Description: This vault uses some complicated arrays! I hope you can make sense of it, special agent. The source code for this vault is here: VaultDoor1.java

Way to solve:
Step 1: Extract all the individual character constraints from the code:

Step 2: Then rebuild the password using these constraints as shown below, and putting it all together will be:
d35cr4mbl3_tH3_cH4r4cT3r5_f6daf4
The final flag will be "picoCTF{d35cr4mbl3_tH3_cH4r4cT3r5_f6daf4}".


5. Bit-O-Asm-1

Description: Can you figure out what is in the eax register? Put your answer in the picoCTF flag format: picoCTF{n} where n is the contents of the eax register in the decimal number base. If the answer was 0x11 your flag would be picoCTF{17}.
Download the assembly dump:  disassembler-dump0_a.txt

Way to solve:
Step 1: From the disassembled code in the uploaded file (disassembler-dump0_a.txt), we can observe the following instructions:

Step 2: The instruction of interest is "<+15>: mov eax,0x30".

Step 3: Then, I convert the hexadecimal number 0x30 to decimal using "rapidtables tools". Thus, the contents of the eax register are 48 in decimal. So, the Final Answer (the flag) is:
picoCTF{48}


6. Bit-O-Asm-2

Description: Can you figure out what is in the eax register? Put your answer in the picoCTF flag format: picoCTF{n} where n is the contents of the eax register in the decimal number base. If the answer was 0x11 your flag would be picoCTF{17}.
Download the assembly dump: disassembler-dump0_b.txt

Way to solve:
Step 1: Based on the disassembled code from the file disassembler-dump0_b.txt, we want to determine what value ends up in the eax register.

Step 2: Based on the key instruction is the "mov DWORD PTR [rbp-0x4],0x9fe1a" and this line puts the hexadecimal value 0x9fe1a onto the stack.

Step 3: Then this line "mov eax, DWORD PTR [rbp-0x4]" loads that exact value into eax.

Step 4: After that, I convert 0x9fe1a to decimal using "rapidtables". So, the eax register is 654874 in decimal. Putting in the flag format will be: 
picoCTF{654874}


7. ASCII FTW

Description: This program has constructed the flag using hex ascii values. Identify the flag text by disassembling the program.
You can download the file: asciiftw

Way to solve:
Step 1: Open IDA Free 9.1, click "New" and Import the "asciiftw" file into IDA Free.

Step 2: After scrolling through the function list, I discovered that the FLAG is hidden in the "main" function: 
picoCTF{ASCII_IS_EASY_7BCD971D}


8. Safe Opener 2

Description: What can you do with this SafeOpener.class?
I forgot the key to my safe but this file is supposed to help me with retrieving the lost key. Can you help me unlock my safe?

Way to solve:
When I saw the file with the .class extension, I assumed it was meant to be executed on the Java Virtual Machine (JVM), so I tried opening it with Notepad. So, the flag is:
picoCTF{SAf3_0p3n3rr_y0u_solv3d_it_7db9fb8c}


Conclusion
Tackling the reverse engineering challenges in picoCTF was both intellectually rewarding and skill-enhancing. Each problem required a different approach whether it was understanding Java logic, interpreting assembly instructions, decoding ASCII values, or analyzing how bits are manipulated at a low level. From beginner-friendly tasks like Vault-door-training to more intricate ones like Safe Opener 2, the journey emphasized the value of patience, precision, and problem-solving in cybersecurity.
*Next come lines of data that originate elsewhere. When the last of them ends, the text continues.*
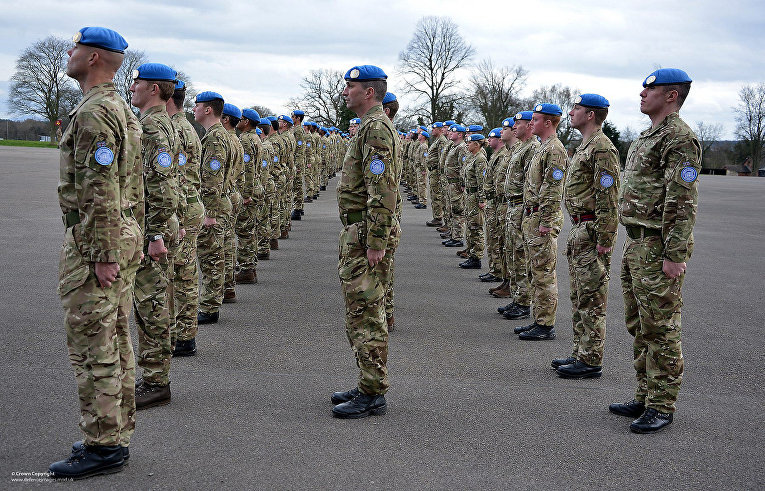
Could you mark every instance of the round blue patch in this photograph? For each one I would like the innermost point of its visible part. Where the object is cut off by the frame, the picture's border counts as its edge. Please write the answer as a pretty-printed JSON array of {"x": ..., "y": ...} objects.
[
  {"x": 104, "y": 156},
  {"x": 164, "y": 159},
  {"x": 606, "y": 181},
  {"x": 377, "y": 167},
  {"x": 688, "y": 174}
]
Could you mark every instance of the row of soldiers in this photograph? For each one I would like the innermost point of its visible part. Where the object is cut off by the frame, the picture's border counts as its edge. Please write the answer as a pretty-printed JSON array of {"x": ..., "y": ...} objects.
[{"x": 508, "y": 206}]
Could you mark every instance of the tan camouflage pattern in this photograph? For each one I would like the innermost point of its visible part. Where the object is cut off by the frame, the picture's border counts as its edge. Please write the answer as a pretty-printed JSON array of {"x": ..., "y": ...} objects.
[
  {"x": 658, "y": 193},
  {"x": 543, "y": 188},
  {"x": 96, "y": 318},
  {"x": 368, "y": 185},
  {"x": 592, "y": 183}
]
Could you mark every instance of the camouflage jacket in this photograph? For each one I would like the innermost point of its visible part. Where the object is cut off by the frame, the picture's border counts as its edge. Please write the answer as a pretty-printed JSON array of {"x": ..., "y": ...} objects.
[
  {"x": 592, "y": 184},
  {"x": 544, "y": 181},
  {"x": 101, "y": 171},
  {"x": 214, "y": 159},
  {"x": 160, "y": 170},
  {"x": 369, "y": 182},
  {"x": 188, "y": 162},
  {"x": 660, "y": 185}
]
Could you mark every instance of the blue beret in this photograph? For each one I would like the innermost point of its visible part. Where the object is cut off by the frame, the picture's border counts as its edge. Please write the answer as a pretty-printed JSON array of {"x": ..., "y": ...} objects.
[
  {"x": 389, "y": 97},
  {"x": 667, "y": 76},
  {"x": 364, "y": 73},
  {"x": 524, "y": 115},
  {"x": 549, "y": 109},
  {"x": 232, "y": 110},
  {"x": 591, "y": 100},
  {"x": 155, "y": 71},
  {"x": 101, "y": 37},
  {"x": 208, "y": 96},
  {"x": 252, "y": 115}
]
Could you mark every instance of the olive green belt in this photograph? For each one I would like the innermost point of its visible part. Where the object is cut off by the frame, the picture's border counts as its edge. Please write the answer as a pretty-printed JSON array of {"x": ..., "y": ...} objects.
[
  {"x": 636, "y": 232},
  {"x": 351, "y": 217}
]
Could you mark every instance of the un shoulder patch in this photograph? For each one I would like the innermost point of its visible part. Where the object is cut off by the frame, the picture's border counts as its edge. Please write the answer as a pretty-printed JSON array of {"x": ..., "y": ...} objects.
[
  {"x": 377, "y": 167},
  {"x": 164, "y": 159},
  {"x": 104, "y": 156},
  {"x": 688, "y": 174}
]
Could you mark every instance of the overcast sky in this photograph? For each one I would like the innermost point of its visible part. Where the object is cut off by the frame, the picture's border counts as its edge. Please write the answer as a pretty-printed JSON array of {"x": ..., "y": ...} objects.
[{"x": 256, "y": 52}]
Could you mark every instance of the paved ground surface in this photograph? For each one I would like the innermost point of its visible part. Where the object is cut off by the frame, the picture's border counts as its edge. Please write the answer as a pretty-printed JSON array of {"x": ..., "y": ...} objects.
[{"x": 471, "y": 406}]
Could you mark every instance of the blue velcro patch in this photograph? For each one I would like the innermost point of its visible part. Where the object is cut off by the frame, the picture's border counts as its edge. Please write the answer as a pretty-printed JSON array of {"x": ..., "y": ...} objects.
[
  {"x": 688, "y": 174},
  {"x": 164, "y": 159},
  {"x": 104, "y": 156},
  {"x": 376, "y": 167}
]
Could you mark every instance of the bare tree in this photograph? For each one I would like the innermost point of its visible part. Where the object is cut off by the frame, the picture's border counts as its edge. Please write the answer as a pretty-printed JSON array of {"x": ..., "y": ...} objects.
[
  {"x": 707, "y": 134},
  {"x": 494, "y": 91},
  {"x": 40, "y": 85},
  {"x": 321, "y": 99},
  {"x": 564, "y": 97},
  {"x": 751, "y": 121},
  {"x": 124, "y": 77},
  {"x": 430, "y": 63}
]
Beyond just capturing flags like picoCTF{16_bits_inst34d_of_8_0dcd97a} or picoCTF{SAf3_0p3n3rr_y0u_solv3d_it_7db9fb8c}, each solved challenge represented a deeper understanding of how systems work under the hood. These experiences have sharpened my reverse engineering techniques and prepared me for more complex real-world scenarios in security analysis and binary exploitation.

In essence, reverse engineering isn’t just about finding answers, it’s about learning how things really work.